Friday, February 24, 2012

WebLogic JMS Performance Tuning Series, Part 3: Consumer-Side Message Pipelining


Following Part 1 and Part 2 of this series, this entry is more in line with Part 2 as it is a setting that is particularly useful in lower Quality-of-Service, higher volume environments.
Reusing the diagram from Part 2, consider the basic structure of the average message send():
For a moment, let’s consider what it would look like if the WebLogic JMS server had to wait for a consumer that does not allow a backlog, and confirm the receipt of each message individually.
Note that, for both participants, the waiting constitutes a significant portion (if not the majority) of time. The longer the roundtrip, the more pronounced this effect is. This results in a low utilization of both the consumer and the JMS server. We frequently don’t want this behavior – it’s slower, and the usual manner of compensating for it is to add more consumer threads.
Consider the one-way sends from Part 2: The underlying trick is to remove the waiting, in favor of accepting a diminishment of message quality of service. Message pipelining (called “Maximum Messages per Session” in the WebLogic Administration Console) setting is a JMS configuration for the messaging consumer’s connection factory that is somewhat similar, as it may require a tradeoff for added performance.

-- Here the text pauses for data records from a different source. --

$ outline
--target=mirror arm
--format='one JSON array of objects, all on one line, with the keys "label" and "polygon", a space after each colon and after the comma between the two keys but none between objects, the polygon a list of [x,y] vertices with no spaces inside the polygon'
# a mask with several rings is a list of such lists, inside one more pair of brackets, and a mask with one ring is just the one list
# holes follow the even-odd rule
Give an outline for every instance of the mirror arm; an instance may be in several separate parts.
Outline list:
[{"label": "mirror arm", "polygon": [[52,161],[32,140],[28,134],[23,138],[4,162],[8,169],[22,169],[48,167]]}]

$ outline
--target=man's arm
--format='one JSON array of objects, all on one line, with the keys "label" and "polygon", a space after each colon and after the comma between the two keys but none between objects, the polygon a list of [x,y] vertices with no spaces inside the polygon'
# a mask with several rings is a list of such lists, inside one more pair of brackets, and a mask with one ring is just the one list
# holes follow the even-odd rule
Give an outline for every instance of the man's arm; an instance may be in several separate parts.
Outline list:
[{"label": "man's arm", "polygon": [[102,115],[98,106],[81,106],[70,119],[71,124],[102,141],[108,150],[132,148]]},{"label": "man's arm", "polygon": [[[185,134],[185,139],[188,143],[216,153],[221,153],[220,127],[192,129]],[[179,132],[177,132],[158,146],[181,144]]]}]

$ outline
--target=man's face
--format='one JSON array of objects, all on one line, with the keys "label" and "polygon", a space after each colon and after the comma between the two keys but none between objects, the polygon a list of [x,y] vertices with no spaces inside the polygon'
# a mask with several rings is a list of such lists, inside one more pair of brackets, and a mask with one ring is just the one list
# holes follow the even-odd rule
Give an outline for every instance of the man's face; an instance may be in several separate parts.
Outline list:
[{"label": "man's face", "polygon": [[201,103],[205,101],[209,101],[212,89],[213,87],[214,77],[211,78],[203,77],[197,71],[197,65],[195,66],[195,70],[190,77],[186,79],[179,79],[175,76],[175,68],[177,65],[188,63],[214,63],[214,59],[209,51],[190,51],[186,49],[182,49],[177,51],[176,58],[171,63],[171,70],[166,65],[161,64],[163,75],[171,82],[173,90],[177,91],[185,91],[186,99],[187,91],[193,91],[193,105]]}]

Turn on the Speed: MessagesMaximum

Maximum messages per session (MessagesMaximum for short or in the configuration XML file), like many phrases or words with “Max” in them, can make a pretty spectacular performance gain in certain scenarios and is always welcome at the best of parties.
You can find this setting in the connection factory “Client” tab in the WebLogic Administration Console.
One of the interesting things about message pipelining is that the setting works a little differently based on your JMS client type. The main purpose of message pipelining is to lower the amount of time the client spends waiting, and increase the ratio of time that is spent by the JMS server transmitting messages. The message pipeline (also referred to as a “message backlog”) is created by sending more than one message to a consumer prior to receiving an acknowledgement.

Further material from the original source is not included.